Markets have a habit of repeating the same emotional script, where conviction about novelty turns into complacency about price. Time and again, rallies driven by hope slide into corrections when reality fails to match inflated expectations. The most painful losses usually follow when people decide fundamentals no longer matter.

Look back to the late 1990s and early 2000s and the lesson is clear. The internet was truly transformative, but many investors treated that truth as a license to ignore earnings and cash flow. Companies with little to no profits drew massive capital because the future looked irresistible, not because the present made sense.

That mismatch between promise and profitability created a bubble that took years to unwind. Businesses that never built sustainable revenue streams collapsed, and even survivors needed time to grow into the valuations assigned to them. When the correction arrived, it wiped out a huge chunk of equity value and left patients waiting for a recovery.

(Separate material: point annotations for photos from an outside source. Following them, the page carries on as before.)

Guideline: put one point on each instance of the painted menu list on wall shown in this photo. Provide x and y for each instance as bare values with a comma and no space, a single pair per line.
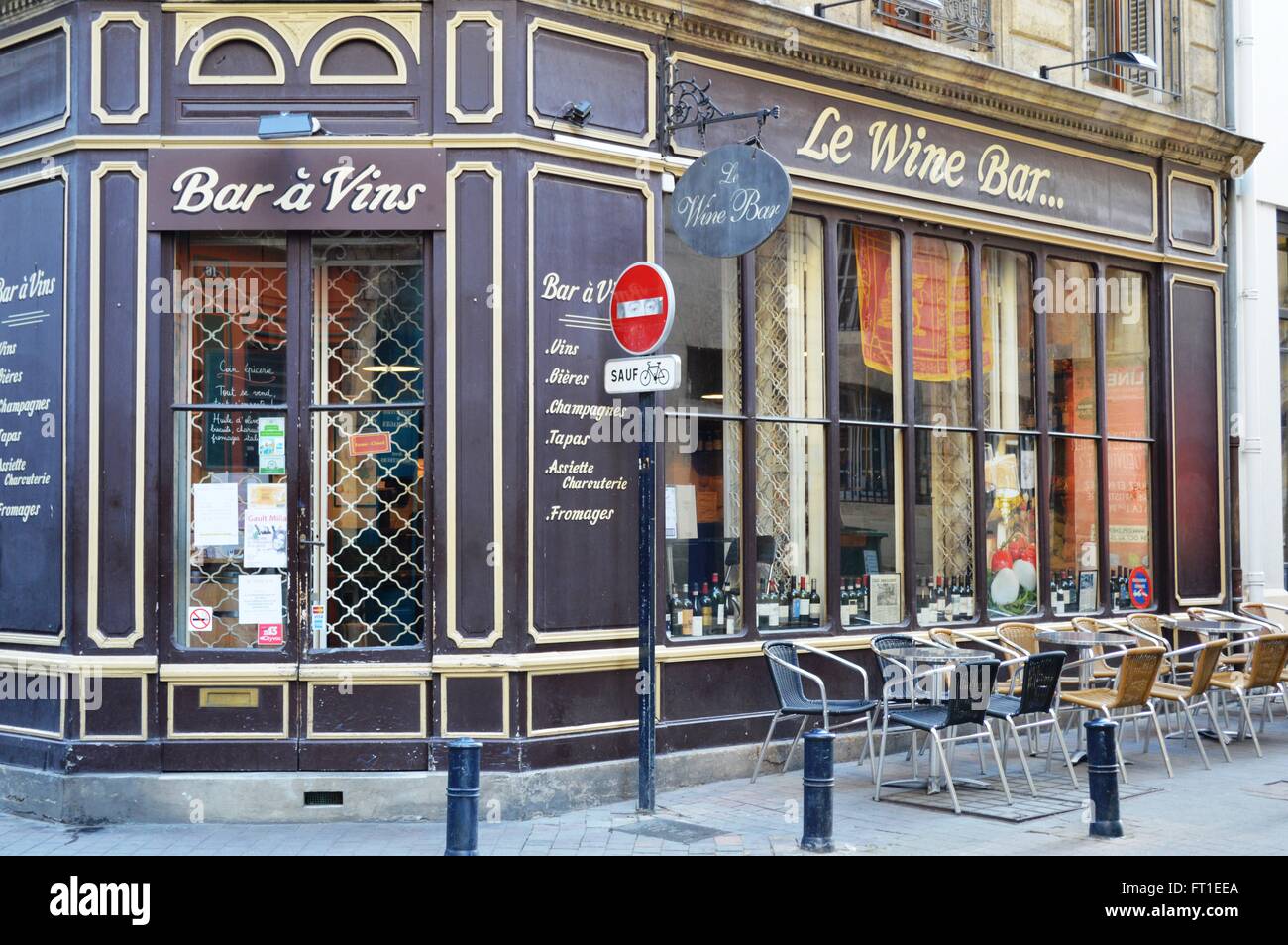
584,485
31,407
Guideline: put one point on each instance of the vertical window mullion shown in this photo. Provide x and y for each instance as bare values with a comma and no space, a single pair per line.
910,438
747,299
832,448
1103,456
1039,366
977,390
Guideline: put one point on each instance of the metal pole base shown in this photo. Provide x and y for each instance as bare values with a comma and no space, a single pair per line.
1107,828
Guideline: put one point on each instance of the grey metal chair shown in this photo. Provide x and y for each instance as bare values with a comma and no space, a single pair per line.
789,680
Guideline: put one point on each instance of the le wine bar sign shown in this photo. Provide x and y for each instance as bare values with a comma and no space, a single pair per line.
296,188
897,149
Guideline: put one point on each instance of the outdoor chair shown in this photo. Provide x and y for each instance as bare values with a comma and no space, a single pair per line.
1262,678
1037,698
1102,670
789,678
1207,657
1129,695
970,687
1232,657
1019,640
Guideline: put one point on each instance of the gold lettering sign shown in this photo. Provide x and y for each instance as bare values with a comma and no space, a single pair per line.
918,154
903,150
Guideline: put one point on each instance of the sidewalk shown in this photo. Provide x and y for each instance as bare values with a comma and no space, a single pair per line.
1240,807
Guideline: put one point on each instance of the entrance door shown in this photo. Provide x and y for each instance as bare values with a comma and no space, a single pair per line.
299,515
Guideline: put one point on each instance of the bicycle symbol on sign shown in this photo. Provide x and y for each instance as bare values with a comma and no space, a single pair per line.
653,373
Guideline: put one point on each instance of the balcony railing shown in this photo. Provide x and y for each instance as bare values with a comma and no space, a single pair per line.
967,22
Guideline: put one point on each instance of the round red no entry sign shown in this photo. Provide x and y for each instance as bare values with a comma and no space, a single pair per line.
643,308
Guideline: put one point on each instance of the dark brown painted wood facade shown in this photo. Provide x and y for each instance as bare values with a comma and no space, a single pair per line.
528,643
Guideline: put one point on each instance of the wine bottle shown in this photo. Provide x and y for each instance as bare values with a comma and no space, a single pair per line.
717,605
732,609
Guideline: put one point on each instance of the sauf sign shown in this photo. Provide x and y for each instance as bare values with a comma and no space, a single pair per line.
296,188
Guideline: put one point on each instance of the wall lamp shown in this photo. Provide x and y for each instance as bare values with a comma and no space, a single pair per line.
578,112
1136,60
917,5
288,125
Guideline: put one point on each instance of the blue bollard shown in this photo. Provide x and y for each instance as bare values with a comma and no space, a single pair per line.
1103,778
463,797
818,779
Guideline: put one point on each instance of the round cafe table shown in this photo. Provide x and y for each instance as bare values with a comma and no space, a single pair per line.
1085,641
923,657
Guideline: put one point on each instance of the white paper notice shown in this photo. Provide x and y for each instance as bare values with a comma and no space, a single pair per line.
266,537
214,514
259,599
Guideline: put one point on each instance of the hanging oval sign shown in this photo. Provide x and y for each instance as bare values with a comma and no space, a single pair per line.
730,200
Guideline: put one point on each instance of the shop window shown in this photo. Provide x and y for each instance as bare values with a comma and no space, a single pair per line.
870,343
1010,459
1067,301
369,442
1006,301
944,528
708,335
870,338
702,518
791,511
1074,586
791,386
1131,536
253,366
231,343
1126,304
940,331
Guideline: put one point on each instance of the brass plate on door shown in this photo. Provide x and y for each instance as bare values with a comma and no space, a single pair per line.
228,698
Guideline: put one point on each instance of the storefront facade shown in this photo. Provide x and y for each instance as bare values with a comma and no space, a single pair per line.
313,469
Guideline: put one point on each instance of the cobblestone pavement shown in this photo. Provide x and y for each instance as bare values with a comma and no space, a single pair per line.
1240,807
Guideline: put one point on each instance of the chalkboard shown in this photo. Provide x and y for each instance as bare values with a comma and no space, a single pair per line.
31,407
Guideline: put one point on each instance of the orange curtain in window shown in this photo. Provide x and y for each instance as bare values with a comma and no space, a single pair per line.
940,306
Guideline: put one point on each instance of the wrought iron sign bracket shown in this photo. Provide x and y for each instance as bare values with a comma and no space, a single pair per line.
690,106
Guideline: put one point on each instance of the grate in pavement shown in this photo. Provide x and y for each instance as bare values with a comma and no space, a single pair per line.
1055,795
1275,790
671,830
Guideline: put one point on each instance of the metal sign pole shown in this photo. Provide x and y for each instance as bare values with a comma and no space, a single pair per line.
644,683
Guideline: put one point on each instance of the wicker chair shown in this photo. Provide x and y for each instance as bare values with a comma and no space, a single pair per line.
1020,640
1262,678
1207,657
1129,695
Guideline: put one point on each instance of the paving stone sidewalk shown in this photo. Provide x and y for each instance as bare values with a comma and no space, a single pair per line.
1240,807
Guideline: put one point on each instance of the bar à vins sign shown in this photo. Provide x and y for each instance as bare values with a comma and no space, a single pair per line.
296,188
730,200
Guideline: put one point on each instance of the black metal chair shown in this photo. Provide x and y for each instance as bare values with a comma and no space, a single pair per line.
1041,683
970,686
789,678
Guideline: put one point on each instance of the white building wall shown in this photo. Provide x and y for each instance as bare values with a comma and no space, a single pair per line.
1261,94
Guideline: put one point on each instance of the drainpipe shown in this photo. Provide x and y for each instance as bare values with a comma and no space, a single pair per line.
1233,293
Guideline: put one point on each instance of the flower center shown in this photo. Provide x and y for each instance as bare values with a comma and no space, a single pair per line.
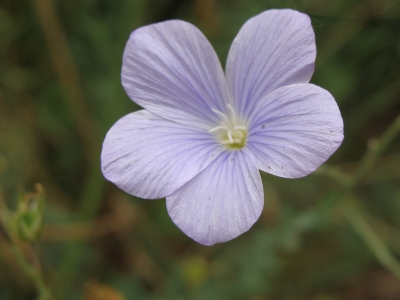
231,132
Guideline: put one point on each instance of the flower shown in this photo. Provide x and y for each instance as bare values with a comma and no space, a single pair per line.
202,136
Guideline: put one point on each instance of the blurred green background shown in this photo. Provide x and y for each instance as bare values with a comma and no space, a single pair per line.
332,235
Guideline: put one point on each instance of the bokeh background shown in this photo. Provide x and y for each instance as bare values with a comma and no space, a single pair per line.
332,235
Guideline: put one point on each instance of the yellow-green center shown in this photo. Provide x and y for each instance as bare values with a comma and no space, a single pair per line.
231,132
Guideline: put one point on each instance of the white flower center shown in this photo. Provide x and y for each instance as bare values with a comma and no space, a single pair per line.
232,132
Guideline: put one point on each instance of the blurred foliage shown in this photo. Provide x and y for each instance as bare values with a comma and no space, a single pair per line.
60,92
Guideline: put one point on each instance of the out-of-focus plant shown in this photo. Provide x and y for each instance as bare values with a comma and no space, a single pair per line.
23,227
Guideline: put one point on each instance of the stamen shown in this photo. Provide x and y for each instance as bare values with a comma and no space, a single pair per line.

Fast forward to today and artificial intelligence is the latest engine of enthusiasm. As prices climb and headlines feed the frenzy, the same refrain returns: “It’s different, it’s different this time… catastrophic blues.” That lyric captures the mood perfectly—technology can be a game changer, but market psychology rarely adapts to new facts as fast as the stories do.

Innovation creates both winners and losers. Every major shift hands out outsized rewards to some firms and deep losses to others, and leadership often rotates before profits appear. Early prominence is not a guarantee of permanence, and companies that seem unbeatable can stumble when execution and margins are put to the test.

Valuation still matters. Price disconnects from cash flow and realistic earnings assumptions invite disappointment when expectations are reset. No matter how revolutionary the product or platform, patience and proof of sustainable profit margins are what separate durable investments from speculative bets.

See also  Microsoft Stock Slides To One Year Low Amid AI Spending

Human emotions — optimism, greed and fear — keep steering markets even as technology changes industries. Rallies gather steam on hopeful narratives, and reversals accelerate when those narratives fail to deliver measurable results. Understanding that investor psychology is a constant helps explain why bubbles form and why they can burst quickly.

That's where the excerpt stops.